Libreville, le 6 janvier 2026 – (Dépêches 241). La récente communication intitulée « Fidèle à l’État, engagée pour la réussite de la Vᵉ République », publiée sur la page Facebook officielle de Paulette Missambo, ancienne Présidente du Sénat de la Transition, sonne comme une tentative de réaffirmation politique dans un contexte où l’intéressée n’occupe plus aucune fonction institutionnelle. Derrière un vocabulaire soigneusement calibré, engagement républicain, loyauté, disponibilité, sens de l’État, se dessine moins une posture de femme d’État qu’un besoin manifeste d’exister à nouveau dans un dispositif de pouvoir qui l’a déjà, pour le moins, effacé.
En rappelant son passé institutionnel et en se disant disposée à accompagner la dynamique de la Vᵉ République par son expérience et ses conseils, Paulette Missambo chercherait à se repositionner comme une ressource indispensable, qu’elle n’est pas. Or, cette insistance sur la loyauté et la fidélité intervient précisément au moment où elle a été remplacée par Huguette Nyana à la tête du Sénat, marquant la fin effective de la Transition dans cette institution. Le message apparaît donc moins comme une déclaration de principes que comme une réaction à une perte d’influence dorénavant actée.

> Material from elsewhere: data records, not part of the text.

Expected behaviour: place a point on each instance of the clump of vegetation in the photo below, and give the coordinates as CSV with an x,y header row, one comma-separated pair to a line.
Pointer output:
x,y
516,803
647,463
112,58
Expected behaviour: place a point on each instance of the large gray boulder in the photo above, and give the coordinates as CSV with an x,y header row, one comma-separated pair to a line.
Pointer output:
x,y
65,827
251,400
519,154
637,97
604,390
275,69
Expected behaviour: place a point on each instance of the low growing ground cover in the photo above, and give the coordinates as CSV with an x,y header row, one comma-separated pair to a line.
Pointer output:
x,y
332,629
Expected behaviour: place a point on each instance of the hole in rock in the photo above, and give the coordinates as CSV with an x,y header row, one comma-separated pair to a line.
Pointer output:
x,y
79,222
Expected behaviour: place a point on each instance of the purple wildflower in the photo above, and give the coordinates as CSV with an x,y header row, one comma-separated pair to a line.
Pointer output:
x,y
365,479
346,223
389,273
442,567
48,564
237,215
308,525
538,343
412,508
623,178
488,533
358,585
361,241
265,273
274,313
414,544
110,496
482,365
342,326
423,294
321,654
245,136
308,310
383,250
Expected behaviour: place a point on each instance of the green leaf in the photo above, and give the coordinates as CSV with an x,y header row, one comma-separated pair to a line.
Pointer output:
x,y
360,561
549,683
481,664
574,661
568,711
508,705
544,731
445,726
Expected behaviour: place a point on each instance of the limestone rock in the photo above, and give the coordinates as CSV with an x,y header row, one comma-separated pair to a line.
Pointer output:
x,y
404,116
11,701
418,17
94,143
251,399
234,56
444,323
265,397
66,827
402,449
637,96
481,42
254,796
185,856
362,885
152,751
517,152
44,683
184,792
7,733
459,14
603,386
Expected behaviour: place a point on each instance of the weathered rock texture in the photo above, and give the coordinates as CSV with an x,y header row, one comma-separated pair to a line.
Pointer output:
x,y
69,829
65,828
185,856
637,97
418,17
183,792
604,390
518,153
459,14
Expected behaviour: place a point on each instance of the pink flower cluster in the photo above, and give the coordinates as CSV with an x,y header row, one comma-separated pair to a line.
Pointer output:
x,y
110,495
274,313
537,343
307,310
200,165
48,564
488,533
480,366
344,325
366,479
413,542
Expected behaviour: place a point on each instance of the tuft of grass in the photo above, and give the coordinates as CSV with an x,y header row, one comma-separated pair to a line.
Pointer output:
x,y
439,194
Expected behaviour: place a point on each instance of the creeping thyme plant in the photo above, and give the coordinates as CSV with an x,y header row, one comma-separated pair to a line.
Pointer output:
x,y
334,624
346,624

Les félicitations adressées au Vice-président du Gouvernement Hermann Immongault, tout comme les remerciements appuyés au Président de la République, relèvent davantage d’une stratégie d’alignement que d’un simple geste républicain. En politique, le contexte donne sens aux mots. Ici, ces marques de reconnaissance prennent l’allure d’appels de pied, traduisant la crainte d’une mise à l’écart définitive par un pouvoir qu’elle a pourtant contribué à légitimer au prix d’un reniement, d’un renoncement politique personnel et d’une trahison à l’égard de ses valeurs d’antan.
Car faut-il le rappeler : Paulette Missambo fut longtemps perçue comme une figure majeure de l’opposition gabonaise, une femme de conviction capable d’incarner une alternative crédible face au régime moribond d’Ali Bongo Ondimba. Au début de la Transition, elle réclamait haut et fort la mise en place d’une Commission Vérité, Justice et Réconciliation. Elle s’inquiétait du « révisionnisme », du « négationnisme », des blessures mal refermées du passé. Elle parlait de « restaurer les institutions, de garantir les libertés, d’organiser des élections libres et transparentes ».
En plus de la Commission – Vérité, Justice et Réconciliation qui n’a jamais vu le jour, le régime de Transition a accumulé les errements, les mêmes observés sous le règne avilissant d’Ali Bongo Ondimba. En se ralliant sans réserve à la Transition conduite par le Général-Président Oligui Nguema nonobstant ces faits, elle a rompu avec cette image, trahissant ainsi aux yeux de nombreux gabonais les espoirs placés en elle. Ce glissement opportuniste n’a pas seulement effrité son image, il a profondément altéré son capital politique et symbolique.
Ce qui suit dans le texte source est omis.